5) Improve your fundamental work habits. These include but are not limited to speed, organization, cleanliness, knife skills, and communication. These skills are universally needed in every level of food service.


----------



## mezzaluna (Aug 29, 2000)

Welcome to Chef Talk, AJ. TheTinCook gave you some great tips. I'm going to move this thread to a better forum, as there's less traffic of established members here in the Welcome Forum. We hope you'll return there to tell us a bit about how you got started, who inspired you, etc.

Further, I advise you to use the search tool here to see what numerous culinary questors before you have asked, and what advice was given. I'm sure you'll fine useful suggestions there.

Good luck!

Mezzaluna


----------



## monroeweiss (Jun 9, 2011)

Get experience in the real world.

You will most likely start in the dishroom-so what-Every manager, cook,aspiring chef etc better know how to wash dishes-and be good at it.  Restaurant operation revolves around the dishroom.

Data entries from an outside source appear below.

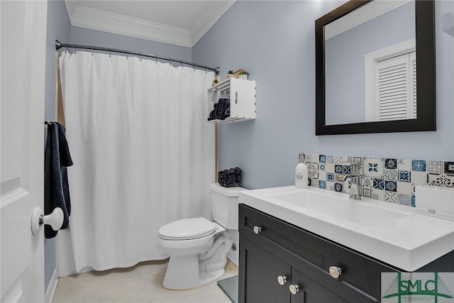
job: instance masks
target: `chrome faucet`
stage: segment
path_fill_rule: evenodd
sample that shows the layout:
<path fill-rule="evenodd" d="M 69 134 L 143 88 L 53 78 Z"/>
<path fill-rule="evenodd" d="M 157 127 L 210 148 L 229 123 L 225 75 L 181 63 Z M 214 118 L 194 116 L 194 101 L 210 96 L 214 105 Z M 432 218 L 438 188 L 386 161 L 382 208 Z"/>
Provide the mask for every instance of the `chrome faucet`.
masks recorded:
<path fill-rule="evenodd" d="M 361 199 L 361 184 L 360 184 L 360 162 L 352 162 L 350 171 L 350 199 L 359 200 Z"/>

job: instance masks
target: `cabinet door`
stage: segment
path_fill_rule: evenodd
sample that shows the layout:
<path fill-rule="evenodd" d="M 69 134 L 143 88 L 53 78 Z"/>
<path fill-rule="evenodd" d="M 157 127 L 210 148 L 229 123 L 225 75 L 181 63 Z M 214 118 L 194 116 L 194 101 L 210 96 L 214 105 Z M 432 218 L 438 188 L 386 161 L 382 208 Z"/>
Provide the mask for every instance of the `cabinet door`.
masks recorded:
<path fill-rule="evenodd" d="M 290 265 L 247 238 L 240 243 L 240 303 L 289 303 Z M 279 275 L 287 277 L 284 285 L 277 282 Z"/>
<path fill-rule="evenodd" d="M 292 295 L 291 303 L 348 303 L 294 268 L 292 268 L 292 285 L 297 285 L 299 291 Z"/>

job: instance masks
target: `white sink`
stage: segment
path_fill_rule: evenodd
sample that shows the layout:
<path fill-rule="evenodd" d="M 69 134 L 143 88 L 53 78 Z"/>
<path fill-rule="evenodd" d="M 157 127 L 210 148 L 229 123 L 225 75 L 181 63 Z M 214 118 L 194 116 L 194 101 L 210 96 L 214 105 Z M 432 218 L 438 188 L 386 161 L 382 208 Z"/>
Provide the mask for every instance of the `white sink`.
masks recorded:
<path fill-rule="evenodd" d="M 322 216 L 336 218 L 355 224 L 372 226 L 410 215 L 408 211 L 377 207 L 375 204 L 365 203 L 345 197 L 336 197 L 311 190 L 275 194 L 270 198 L 305 208 Z"/>
<path fill-rule="evenodd" d="M 240 202 L 412 272 L 454 250 L 454 221 L 413 207 L 293 186 L 240 192 Z"/>

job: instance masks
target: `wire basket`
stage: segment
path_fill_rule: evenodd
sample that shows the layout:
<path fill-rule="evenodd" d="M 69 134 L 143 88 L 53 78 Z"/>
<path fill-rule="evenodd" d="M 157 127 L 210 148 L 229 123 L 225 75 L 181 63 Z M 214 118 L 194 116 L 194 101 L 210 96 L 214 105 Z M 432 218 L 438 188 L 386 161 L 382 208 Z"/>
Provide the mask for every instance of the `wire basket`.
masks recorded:
<path fill-rule="evenodd" d="M 240 167 L 229 168 L 218 172 L 219 185 L 224 187 L 240 186 L 241 183 L 241 169 Z"/>

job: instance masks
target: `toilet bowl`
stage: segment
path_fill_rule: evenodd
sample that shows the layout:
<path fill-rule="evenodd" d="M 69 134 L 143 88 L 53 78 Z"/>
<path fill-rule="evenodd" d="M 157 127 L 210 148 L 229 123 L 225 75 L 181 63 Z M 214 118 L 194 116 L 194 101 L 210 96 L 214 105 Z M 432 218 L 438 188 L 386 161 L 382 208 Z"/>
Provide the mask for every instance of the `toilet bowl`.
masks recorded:
<path fill-rule="evenodd" d="M 170 255 L 162 285 L 171 290 L 196 287 L 225 273 L 232 239 L 227 233 L 238 229 L 238 195 L 242 187 L 210 184 L 214 222 L 190 218 L 170 222 L 158 231 L 157 244 Z"/>

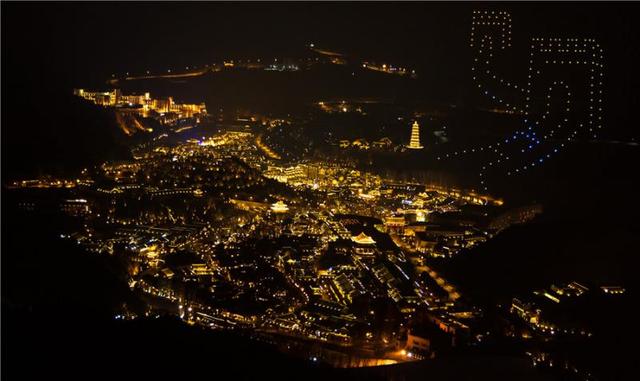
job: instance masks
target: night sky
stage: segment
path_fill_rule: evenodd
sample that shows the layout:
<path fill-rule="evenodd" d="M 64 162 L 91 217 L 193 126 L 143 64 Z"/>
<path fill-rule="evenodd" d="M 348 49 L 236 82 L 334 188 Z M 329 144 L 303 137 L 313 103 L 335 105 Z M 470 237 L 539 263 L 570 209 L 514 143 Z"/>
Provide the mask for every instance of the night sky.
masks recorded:
<path fill-rule="evenodd" d="M 60 133 L 68 127 L 54 116 L 67 107 L 62 95 L 74 87 L 106 89 L 106 79 L 126 72 L 299 56 L 311 42 L 415 67 L 434 102 L 459 103 L 474 92 L 468 45 L 474 9 L 511 12 L 514 49 L 524 48 L 512 65 L 520 73 L 526 71 L 530 37 L 601 41 L 607 63 L 604 134 L 637 140 L 632 110 L 640 108 L 639 8 L 623 3 L 3 3 L 3 158 L 12 160 L 16 144 L 20 154 L 37 152 L 40 148 L 30 144 L 39 139 L 63 139 Z"/>

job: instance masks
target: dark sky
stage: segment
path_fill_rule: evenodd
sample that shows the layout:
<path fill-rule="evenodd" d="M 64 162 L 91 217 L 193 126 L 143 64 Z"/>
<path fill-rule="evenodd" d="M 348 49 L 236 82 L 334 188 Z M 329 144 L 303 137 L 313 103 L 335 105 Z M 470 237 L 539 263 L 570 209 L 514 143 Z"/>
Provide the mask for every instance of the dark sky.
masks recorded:
<path fill-rule="evenodd" d="M 309 42 L 415 67 L 440 98 L 434 101 L 456 102 L 473 91 L 468 39 L 474 9 L 510 11 L 515 46 L 526 48 L 535 36 L 601 41 L 609 131 L 638 135 L 637 3 L 2 2 L 3 150 L 19 143 L 29 152 L 30 142 L 57 137 L 67 125 L 51 122 L 66 108 L 61 94 L 104 89 L 112 73 L 286 57 Z M 526 70 L 525 63 L 526 56 L 512 67 Z"/>
<path fill-rule="evenodd" d="M 621 64 L 638 59 L 637 4 L 99 3 L 2 4 L 3 74 L 104 81 L 111 73 L 283 56 L 308 42 L 466 75 L 473 9 L 507 9 L 514 43 L 533 35 L 594 36 Z M 632 52 L 635 50 L 635 52 Z M 462 71 L 464 70 L 464 71 Z M 6 78 L 6 76 L 5 76 Z M 46 83 L 44 82 L 44 83 Z"/>

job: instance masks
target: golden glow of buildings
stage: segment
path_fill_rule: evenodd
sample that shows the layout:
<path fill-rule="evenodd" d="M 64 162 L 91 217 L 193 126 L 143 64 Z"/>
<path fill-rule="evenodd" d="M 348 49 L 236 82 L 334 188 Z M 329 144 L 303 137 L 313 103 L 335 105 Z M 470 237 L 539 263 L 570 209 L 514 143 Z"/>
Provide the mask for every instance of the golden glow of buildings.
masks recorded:
<path fill-rule="evenodd" d="M 274 204 L 271 204 L 271 211 L 274 213 L 286 213 L 289 211 L 289 207 L 287 206 L 287 204 L 282 202 L 282 200 L 280 200 Z"/>
<path fill-rule="evenodd" d="M 358 234 L 357 236 L 352 236 L 351 240 L 359 245 L 375 245 L 376 243 L 373 238 L 364 234 L 364 232 Z"/>

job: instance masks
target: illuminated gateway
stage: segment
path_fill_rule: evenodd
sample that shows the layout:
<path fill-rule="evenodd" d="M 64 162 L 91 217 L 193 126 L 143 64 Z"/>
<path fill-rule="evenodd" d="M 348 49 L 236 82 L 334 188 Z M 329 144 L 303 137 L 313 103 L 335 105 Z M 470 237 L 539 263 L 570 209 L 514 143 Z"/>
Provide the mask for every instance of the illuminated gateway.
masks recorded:
<path fill-rule="evenodd" d="M 413 122 L 413 126 L 411 126 L 411 140 L 409 141 L 409 145 L 407 146 L 407 148 L 424 148 L 422 145 L 420 145 L 420 125 L 418 124 L 418 122 Z"/>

It is mighty hard to serve dishes in the middle of rush without clean dishes coming out of the dishroom.  The dishwasher touches every single plate,glass and piece of flatware in the restaurant.

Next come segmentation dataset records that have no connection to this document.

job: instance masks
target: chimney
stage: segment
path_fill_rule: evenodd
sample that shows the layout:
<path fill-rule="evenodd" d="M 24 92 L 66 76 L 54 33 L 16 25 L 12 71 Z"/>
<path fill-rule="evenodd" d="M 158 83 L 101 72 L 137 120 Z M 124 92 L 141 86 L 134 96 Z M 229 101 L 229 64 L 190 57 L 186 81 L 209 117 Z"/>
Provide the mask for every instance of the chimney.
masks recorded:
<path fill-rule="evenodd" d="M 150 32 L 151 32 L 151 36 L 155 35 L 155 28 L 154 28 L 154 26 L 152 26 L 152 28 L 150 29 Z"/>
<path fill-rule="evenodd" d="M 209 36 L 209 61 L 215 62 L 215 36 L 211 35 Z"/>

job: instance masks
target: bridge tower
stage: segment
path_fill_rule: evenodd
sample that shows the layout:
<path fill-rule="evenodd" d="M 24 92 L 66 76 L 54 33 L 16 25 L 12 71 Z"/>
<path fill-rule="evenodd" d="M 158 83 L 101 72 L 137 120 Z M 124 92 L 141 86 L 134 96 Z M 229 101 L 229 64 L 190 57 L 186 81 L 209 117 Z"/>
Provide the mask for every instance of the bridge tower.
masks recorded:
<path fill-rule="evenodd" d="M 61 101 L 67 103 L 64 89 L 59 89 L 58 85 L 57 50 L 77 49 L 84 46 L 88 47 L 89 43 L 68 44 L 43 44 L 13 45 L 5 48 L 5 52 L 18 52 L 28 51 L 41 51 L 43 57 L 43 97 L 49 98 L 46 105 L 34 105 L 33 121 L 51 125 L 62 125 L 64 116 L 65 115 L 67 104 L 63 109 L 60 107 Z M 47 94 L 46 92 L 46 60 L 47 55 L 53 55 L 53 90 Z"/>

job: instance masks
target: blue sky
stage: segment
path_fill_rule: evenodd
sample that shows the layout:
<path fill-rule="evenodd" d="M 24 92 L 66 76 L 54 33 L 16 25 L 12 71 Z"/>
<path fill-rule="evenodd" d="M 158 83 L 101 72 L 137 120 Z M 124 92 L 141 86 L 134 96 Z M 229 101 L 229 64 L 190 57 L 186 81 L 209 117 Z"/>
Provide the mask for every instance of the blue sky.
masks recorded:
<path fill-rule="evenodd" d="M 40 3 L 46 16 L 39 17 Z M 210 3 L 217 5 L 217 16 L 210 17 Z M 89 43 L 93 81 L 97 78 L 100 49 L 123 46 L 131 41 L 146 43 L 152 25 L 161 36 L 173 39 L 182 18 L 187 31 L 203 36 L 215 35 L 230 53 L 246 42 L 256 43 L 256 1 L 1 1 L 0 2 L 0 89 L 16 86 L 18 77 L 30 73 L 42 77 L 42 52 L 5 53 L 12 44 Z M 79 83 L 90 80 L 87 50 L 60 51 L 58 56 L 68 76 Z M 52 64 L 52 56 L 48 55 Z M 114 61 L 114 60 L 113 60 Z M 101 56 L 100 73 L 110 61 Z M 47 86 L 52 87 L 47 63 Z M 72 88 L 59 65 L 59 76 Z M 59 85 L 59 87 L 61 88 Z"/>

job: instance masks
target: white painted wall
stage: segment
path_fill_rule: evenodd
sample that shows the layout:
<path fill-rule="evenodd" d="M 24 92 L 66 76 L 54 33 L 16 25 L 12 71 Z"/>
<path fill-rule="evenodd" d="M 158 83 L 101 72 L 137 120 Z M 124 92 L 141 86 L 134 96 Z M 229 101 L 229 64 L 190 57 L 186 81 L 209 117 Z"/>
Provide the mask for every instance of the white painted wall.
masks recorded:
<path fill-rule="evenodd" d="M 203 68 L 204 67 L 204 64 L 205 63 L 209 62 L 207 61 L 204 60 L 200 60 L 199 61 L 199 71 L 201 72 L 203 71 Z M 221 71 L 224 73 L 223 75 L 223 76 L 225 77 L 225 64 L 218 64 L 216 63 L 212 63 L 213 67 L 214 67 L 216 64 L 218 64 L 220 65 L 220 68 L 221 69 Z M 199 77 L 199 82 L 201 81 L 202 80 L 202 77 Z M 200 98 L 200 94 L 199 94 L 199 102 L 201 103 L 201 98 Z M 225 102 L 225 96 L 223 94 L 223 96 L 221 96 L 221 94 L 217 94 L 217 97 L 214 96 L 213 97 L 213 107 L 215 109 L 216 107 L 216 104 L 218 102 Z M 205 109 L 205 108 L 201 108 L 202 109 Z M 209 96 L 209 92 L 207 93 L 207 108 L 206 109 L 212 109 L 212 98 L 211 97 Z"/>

Their skill at getting Clean-Good looking result without breakage or throwing stuff in the trash directly Impact's the Bottom line of the Restaurant.

Excell and take pride in what you do-have a "can do" attitude-Management already will have enough

problems motivating/redirecting underperformer's-be part of the solution, not part of the problem

This will you noticed (postively noticed) and you will get opportunities to move to different postions in the operation.


----------



## chefhans (Jun 27, 2011)

AJ, as a certified Chef, I completely agree with the 2 comments below. Get into the kitchen! Get Cooking ! Learn from the Chefs and then you can apply your ideas down the road. Chef Hans


----------



## eato (Jul 2, 2011)

Hi A.J. my name is Eato. I've been in the bizz 23 years and taught at two schools. Get a job in a scratch kitchen and work it for a year. you will know if this is the business for you. It will also make school easier.


----------



## rgm2 (May 28, 2011)

Hahaha jobs in scratch kitchens are much harder to come by than some might think. The restaurant business like scotch... You either love it or hate it, VERY few aren't in one of those two camps. Get the best job you can get until you can get a better one. Watch craigslist and if you see something that fits what you see yourself doing try out for it. If you get the job GIVE YOUR TWO WEEKS NOTICE. You new boss will have more respect for you(though they may not like it) and you will not be burning a bridge you might need to cross later in your career.


----------